Parce qu'elle est bâtie avec les lettres de l'alphabet qui transcrit la langue, la méthode syllabique est adaptée aux modes de fonctionnement du cerveau, de la pensée et du français écrit, à la lumière des acquis actuels de la recherche scientifique en neurosciences, en sciences cognitives et en linguistique.

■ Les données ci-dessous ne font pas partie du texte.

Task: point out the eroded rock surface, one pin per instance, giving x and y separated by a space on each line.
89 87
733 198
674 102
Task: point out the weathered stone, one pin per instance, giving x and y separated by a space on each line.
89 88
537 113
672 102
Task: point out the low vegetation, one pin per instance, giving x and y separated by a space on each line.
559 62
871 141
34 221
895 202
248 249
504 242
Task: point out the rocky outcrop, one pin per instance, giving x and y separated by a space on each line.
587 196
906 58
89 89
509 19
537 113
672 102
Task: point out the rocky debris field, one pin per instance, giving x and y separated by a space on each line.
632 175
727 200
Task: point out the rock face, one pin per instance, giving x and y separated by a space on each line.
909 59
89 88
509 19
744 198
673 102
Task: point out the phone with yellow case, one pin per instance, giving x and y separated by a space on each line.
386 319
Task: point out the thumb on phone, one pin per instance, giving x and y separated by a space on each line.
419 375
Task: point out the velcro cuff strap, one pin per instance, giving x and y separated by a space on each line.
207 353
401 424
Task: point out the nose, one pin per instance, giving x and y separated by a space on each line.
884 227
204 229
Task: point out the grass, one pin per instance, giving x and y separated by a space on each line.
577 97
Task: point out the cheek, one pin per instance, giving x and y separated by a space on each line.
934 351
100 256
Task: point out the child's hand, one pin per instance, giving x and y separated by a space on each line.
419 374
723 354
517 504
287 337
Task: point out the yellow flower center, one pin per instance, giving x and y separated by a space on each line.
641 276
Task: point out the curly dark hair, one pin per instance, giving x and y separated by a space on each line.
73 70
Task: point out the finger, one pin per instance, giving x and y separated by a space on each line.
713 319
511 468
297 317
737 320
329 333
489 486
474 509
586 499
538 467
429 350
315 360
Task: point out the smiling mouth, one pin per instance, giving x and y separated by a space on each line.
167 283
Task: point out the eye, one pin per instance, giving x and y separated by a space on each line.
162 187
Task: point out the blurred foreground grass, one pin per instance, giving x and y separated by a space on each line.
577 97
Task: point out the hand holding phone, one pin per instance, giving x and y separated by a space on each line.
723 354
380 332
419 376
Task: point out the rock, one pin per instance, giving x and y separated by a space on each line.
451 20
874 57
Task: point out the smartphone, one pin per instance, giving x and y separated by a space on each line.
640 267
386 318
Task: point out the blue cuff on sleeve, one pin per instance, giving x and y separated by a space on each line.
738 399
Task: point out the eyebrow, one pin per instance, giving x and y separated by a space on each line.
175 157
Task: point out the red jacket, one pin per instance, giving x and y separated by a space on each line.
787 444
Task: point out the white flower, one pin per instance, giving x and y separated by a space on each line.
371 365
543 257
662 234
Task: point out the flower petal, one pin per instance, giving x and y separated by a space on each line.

La méthode linguistique de lecture, concept théorique de méthode syllabique, repose sur l’état actuel des connaissances scientifiques sur l’apprentissage de la lecture et se conforme aux instructions en 2006 et 2008 du Ministère de l’Education nationale pour l’enseignement de la lecture à l’école maternelle et au cours préparatoire (CP).
I. Que disent les travaux scientifiques sur la lecture ?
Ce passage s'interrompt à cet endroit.